Using SSL (Secure Sockets Layer) in Phoenix Framework is simple. HTTPS encryption is an important step in securing transport-level data, but it also provides a streamlined experience to users in the browser. More browsers are discouraging the use of HTTP, which is good for users and the open web.

Here are a few steps I’ve found to get SSL in Phoenix, redirecting on unencrypted requests, and putting it all together to understand how it works.

Certificates

Hosting providers such as Heroku or Google Cloud Platform provide SSL certificate management by default for paid accounts. This is great, especially when DevOps for more complex security is not necessary.
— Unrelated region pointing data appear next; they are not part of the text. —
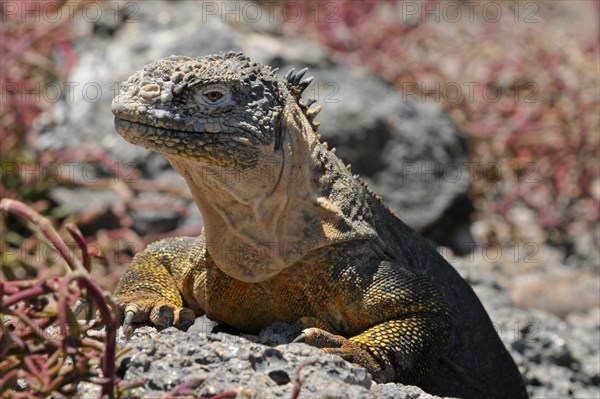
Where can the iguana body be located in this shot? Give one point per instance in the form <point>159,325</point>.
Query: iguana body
<point>291,235</point>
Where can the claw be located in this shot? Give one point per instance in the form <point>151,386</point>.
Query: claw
<point>300,338</point>
<point>127,328</point>
<point>299,76</point>
<point>185,325</point>
<point>166,315</point>
<point>289,74</point>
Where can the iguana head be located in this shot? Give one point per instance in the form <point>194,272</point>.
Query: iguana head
<point>219,109</point>
<point>245,142</point>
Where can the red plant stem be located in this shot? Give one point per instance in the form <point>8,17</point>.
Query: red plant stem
<point>45,227</point>
<point>78,237</point>
<point>108,358</point>
<point>32,292</point>
<point>84,280</point>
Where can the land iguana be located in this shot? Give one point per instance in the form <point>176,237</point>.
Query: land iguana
<point>292,235</point>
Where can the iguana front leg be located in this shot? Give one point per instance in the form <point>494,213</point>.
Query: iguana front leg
<point>159,282</point>
<point>407,343</point>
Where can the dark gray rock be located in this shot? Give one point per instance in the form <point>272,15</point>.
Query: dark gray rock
<point>221,362</point>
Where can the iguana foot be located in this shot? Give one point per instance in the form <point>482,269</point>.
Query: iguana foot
<point>338,345</point>
<point>160,313</point>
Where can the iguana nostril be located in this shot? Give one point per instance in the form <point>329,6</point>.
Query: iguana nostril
<point>150,91</point>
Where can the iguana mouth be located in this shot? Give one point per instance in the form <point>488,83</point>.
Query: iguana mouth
<point>211,147</point>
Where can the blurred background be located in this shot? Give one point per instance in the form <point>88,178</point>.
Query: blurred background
<point>478,122</point>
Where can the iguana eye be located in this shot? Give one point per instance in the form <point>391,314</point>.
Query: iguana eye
<point>213,96</point>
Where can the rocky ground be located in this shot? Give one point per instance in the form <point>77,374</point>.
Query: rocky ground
<point>558,356</point>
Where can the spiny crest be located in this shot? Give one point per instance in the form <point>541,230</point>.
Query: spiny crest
<point>297,85</point>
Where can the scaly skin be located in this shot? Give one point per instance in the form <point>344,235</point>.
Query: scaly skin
<point>291,235</point>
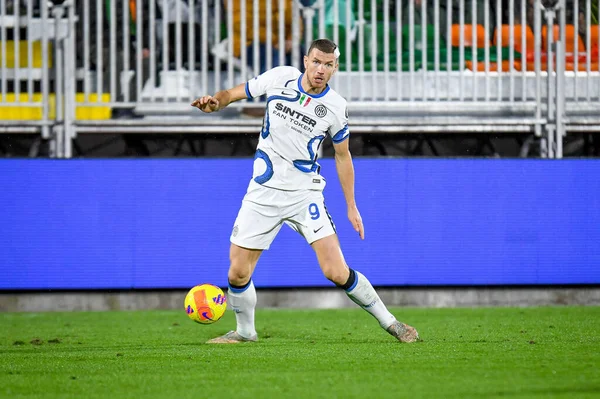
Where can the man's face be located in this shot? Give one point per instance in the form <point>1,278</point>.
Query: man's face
<point>319,67</point>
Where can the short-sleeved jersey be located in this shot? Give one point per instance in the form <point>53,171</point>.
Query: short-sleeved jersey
<point>294,126</point>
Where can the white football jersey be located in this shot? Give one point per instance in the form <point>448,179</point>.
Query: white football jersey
<point>294,126</point>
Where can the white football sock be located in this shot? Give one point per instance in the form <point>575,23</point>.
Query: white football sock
<point>363,294</point>
<point>243,302</point>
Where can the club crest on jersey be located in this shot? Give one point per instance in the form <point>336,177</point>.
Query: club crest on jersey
<point>320,111</point>
<point>305,100</point>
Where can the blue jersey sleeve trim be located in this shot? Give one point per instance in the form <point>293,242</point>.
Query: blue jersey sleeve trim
<point>248,95</point>
<point>341,135</point>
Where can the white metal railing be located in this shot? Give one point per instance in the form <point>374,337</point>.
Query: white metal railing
<point>427,57</point>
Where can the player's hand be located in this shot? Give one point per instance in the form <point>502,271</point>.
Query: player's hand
<point>356,220</point>
<point>206,104</point>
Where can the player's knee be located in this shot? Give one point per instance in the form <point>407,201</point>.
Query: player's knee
<point>238,275</point>
<point>337,275</point>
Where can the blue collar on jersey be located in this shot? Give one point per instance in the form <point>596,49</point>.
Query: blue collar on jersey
<point>312,95</point>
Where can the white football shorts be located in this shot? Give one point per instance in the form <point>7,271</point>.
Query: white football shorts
<point>265,209</point>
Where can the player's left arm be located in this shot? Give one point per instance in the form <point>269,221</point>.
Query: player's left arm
<point>345,169</point>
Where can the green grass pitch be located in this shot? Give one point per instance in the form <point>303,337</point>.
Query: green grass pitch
<point>465,353</point>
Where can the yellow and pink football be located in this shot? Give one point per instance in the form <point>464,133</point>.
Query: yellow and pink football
<point>205,303</point>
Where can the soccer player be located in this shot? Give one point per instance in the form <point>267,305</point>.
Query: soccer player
<point>286,186</point>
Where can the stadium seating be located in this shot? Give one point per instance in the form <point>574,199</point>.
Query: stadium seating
<point>502,37</point>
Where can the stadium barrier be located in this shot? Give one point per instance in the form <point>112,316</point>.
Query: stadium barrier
<point>103,224</point>
<point>440,66</point>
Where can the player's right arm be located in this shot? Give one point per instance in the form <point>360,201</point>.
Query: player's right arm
<point>221,99</point>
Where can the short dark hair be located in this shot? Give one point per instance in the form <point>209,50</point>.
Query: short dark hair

But securing a site is only half of the issue. If a user is going directly to a URL without specifying a protocol, the request will default to HTTP, which can result in unwanted risks.

Forcing SSL

SSL can be configured from the config/prod.exs script file. In fact, there’s already a commented-out solution in the generated prod.exs file. The code below is the most straightforward implementation of forcing SSL for deployment with Distillery.

config :app_name, AppNameWeb.Endpoint
# ...
url: [host: "example.com", port: 443],
http: [port: "${PORT}"],
force_ssl: [hsts: true],
# ...

It is worth reviewing what these lines of code mean. SSL is enabled by the Plug.SSL module. The options that can be passed to the force_ssl configuration are dictated by the same options available to Plug.SSL.

There are three options worth considering. Each of them is discussed in an Elixir Forum post, which provides some helpful perspective on different configurations.

hsts

The hsts option sets the Strict-Transport-Security header, which specifies that the browser should only access a site through HTTPS. The option defaults the max-age, preload, and subdomains directives for the header, but you can also specify these in the production config script. The source code points to further documentation on the preload directive.

host

The host option is provided in case the new URL host does not match the one provided by conn.host. As long as the HTTPS domain matches the HTTP one, you do not need to specify the host option.

rewrite_on

The importance of the rewrite_on header depends on the hosting provider. For instance, Google Cloud Platform strips HTTPS requests and forwards the request from the load balancer in HTTP.

This is one of the three reasons why Plug provides the rewrite_on option, and why it should be set to rewrite_on: [:x_forwarded_proto], where the proxy sets the X-Forwarded-Proto header and sends it to Plug. If the application is behind a proxy and the x-forwarded-proto option is not set, the browser may get stuck in a redirect loop.

SSL in Phoenix is pretty straightfoward, and a review of the documentation and community feedback makes the extensibility of the feature clear. While several of the options are mandatory to get off the ground, there are plenty more to match the needs of a modern web application. If the future of a secure web is HTTPS, Phoenix is ready.